Alors que chez un gaucher avec œil dominant à droite, le signal oculaire arrive à droite, et c'est le même hémisphère qui gère directement le bras dominant.
Or ce passage d'un hémisphère à l'autre peut coûter entre 10 et 30 millisecondes de plus que dans le cas d'une latéralité œil-main. Et dans un sport comme l'escrime ou la plupart des mouvements s'effectuent en moins de 300 millisecondes, disposer d'une "avance" de 20 à 30 millisecondes est un avantage énorme !
Voilà qui explique la prédominance à haut niveau de profil de gaucher à œil dominant à droite : ils sont globalement naturellement plus rapides que leur petits camarades.
Première info : vous pouvez maintenant savoir à quelle catégorie de sportifs réactifs vous faites partie : les rapides ou les super rapides !

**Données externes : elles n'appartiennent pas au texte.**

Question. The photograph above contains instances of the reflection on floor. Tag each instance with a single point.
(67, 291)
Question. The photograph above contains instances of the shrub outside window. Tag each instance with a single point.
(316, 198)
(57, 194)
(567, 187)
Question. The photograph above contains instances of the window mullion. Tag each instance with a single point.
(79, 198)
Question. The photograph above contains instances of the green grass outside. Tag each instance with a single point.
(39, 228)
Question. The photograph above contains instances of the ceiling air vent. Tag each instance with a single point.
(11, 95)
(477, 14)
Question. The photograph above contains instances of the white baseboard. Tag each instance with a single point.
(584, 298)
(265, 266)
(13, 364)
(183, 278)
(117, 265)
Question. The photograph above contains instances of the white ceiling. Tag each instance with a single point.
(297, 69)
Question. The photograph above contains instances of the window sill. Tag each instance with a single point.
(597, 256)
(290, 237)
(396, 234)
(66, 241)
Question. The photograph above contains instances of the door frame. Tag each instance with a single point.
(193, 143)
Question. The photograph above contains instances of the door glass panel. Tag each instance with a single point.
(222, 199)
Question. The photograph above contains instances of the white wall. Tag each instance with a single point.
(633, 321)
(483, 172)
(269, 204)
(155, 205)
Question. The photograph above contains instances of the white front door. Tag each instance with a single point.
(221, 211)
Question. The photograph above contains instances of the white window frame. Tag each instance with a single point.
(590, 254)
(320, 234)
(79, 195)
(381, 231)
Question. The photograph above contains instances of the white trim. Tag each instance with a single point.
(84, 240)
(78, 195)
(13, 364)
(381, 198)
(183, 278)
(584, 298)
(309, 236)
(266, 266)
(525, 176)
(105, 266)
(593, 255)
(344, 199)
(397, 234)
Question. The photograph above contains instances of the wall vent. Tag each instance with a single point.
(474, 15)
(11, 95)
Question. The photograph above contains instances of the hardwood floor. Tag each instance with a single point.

Au-delà de cette information, on peut retenir que la main gauche est globalement plus prompte que la droite dans le cadre de réactions vives à des stimuli imprévus. Le fait de "parer/ esquiver avec la main gauche" n'est donc pas qu'une vue de l'esprit ou une convention de droitier : pour les droitiers, il est naturel de parer à gauche et frapper à droite, la main gauche étant plus rapide à se diriger, et la droite généralement plus puissante.
S'il est donc assez logique de s'astreindre à un travail équivalent à droite et à gauche dans une optique de développement personnel harmonieux, ce n'est plus le cas dans un esprit de compétition sportive (sport de combat). Là, la latéralisation commence à avoir son importance, par le gain de vitesse d'exécution et la précision qu'elle permet. Ce n'est pas pour rien que les judoka, karateka et autres ont des "mouvements spéciaux", généralement travaillés d'un seul côté.
Et en matière de self défense ? Il parait contre productif de s'astreindre à faire aussi bien à droite qu'à gauche, car il est vain de penser arriver au même niveau des deux côtés. Il parait plus important d'être capable de faire des mouvements efficaces des deux côtés, même si ces mouvements ne sont pas les mêmes, pourvu qu'ils aient la même finalité. Ce qui compte, c'est la capacité de réaction rapide et brutale : après, qu'il s'agisse plutôt de la baffe main droite et du axe hand main gauche, finalement peu importe.
A vous de voir quelle est la finalité de votre entraînement, et d'en adapter la latéralisation en conséquence.
(1) cité dans Libération du 8/11/2010.